Dort steht er und denkt wieder. Ja, was dachte er wohl? Er dachte nicht -- denn das denke vielmehr jetzt ich: welch eine wonnevolle Erleichterung es für mich ist, einmal die ganze Last des Daseins auf diesen vorgespiegelten Telemach abzuwälzen und daneben zu stehn und es immerhin begreiflich zu finden, daß sie ihn quält. -- Sondern er dachte vielleicht oder empfand die Höllenqual der zu späten Einsicht. Die furchtbar ironische Bitterkeit der Erkenntnis, daß alles, was heute ist, seit Jahren sich vorbereitete, daß es in all und jedem Denken, Planen und Handeln schon war, -- oh ja:
Was vom Menschen nicht gewußt, Oder nicht bedacht, (!!!) Durch das Labyrinth der Brust Wandelt in der Nacht.
Und weiter, daß nun mit der Erkenntnis alles ein Ende nahm und nur sie noch ist, und kurz und gut: die Schuld selber nur noch. Schuld, nichts als Schuld, an jedem Fleck, auf jedem Schritt; Schuld jeder Weg, jede Bewegung, jede Aussicht und jeder Stern; Schuld jeder Bissen und jeder Atemzug, und kein Gedanke mehr, kein Ausblick und keine Möglichkeit mehr zu etwas Neuem, -- nirgend ein Anfang, nur das Dickicht.

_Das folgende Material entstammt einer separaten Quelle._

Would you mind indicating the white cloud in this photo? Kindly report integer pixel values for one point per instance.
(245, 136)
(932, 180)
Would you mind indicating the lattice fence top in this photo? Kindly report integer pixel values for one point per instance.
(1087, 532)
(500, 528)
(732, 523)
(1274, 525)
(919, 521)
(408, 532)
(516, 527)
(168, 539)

Und dann versucht er es wohl, dieser T., und stellt die bekannten Figuren zum tausendsten Male auf, und eiskalt vor rasendem Wissen der Unabänderlichkeit will er sie doch zwingen mit Zauberei, daß sie sich anders bewegen, als sie taten, aber immer steht hier Magda und drüben Cora, hier er selber und da Sigurd und da -- ER, und wenn er sie auch zwingen kann, steif dazustehn wie die Puppen, so erreicht er doch niemals, daß er selber es ist, der die erste Bewegung macht, oder Sigurd, sondern immer, immer ist es die Furie.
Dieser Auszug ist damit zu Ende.